Here are five things the wellness team at the City of San Antonio learned about sustaining a culture of wellness during COVID-19:
Work with your Client Success Manager
Don’t go it alone! Think of your Client Success Manager as your wellness partner and work together to find solutions to suit your employees and organizational objectives.
Speak the language of your employees and meet their needs
Take a marketing approach to promoting your wellness program, figure out what your audience cares about and craft your messages to meet those needs. Ask yourself, “What motivates our people?”
Limits inspire creativity
With no more incentives, the wellness team had to consider and create outside-the-box solutions to address new challenges.
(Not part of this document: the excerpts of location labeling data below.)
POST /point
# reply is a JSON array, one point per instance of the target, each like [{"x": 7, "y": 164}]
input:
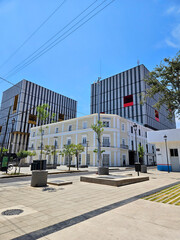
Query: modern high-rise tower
[{"x": 121, "y": 94}]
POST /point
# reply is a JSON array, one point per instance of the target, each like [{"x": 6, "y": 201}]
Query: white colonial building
[
  {"x": 166, "y": 157},
  {"x": 118, "y": 140}
]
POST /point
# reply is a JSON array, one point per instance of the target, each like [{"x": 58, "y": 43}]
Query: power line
[
  {"x": 61, "y": 38},
  {"x": 21, "y": 63},
  {"x": 32, "y": 34}
]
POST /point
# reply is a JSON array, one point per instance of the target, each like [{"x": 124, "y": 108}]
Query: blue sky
[{"x": 124, "y": 32}]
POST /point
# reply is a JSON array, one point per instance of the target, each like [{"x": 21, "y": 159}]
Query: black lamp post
[
  {"x": 11, "y": 139},
  {"x": 165, "y": 139},
  {"x": 137, "y": 164},
  {"x": 135, "y": 129}
]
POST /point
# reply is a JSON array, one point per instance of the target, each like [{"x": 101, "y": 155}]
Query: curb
[{"x": 50, "y": 173}]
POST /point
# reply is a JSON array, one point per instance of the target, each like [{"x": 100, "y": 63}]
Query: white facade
[
  {"x": 118, "y": 140},
  {"x": 171, "y": 158}
]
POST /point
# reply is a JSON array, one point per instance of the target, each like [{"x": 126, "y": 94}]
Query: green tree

Some creative ideas, such as virtual wellness seminars, worked even better than the original solutions!
Incentives incentivize behavior so choose
The time without incentives confirmed that they increase participation in health risk assessments and biometric tracking, two behaviors that lead to improved health outcomes. Make sure your incentives are associated with activities that drive health improvements.
Never stop promoting your wellness program
Keep your wellness program front and center for employees for consistency and to show you care. Engagement fluctuates, but your promotions shouldn’t! Sarah Hagen, Personify Health Client Success Manager told the City of San Antonio’s wellness team, “You do a lot that other clients don’t. If you didn’t do your feet-on-the-street promotions, your employees either wouldn’t know about the program, or they wouldn’t find it important.”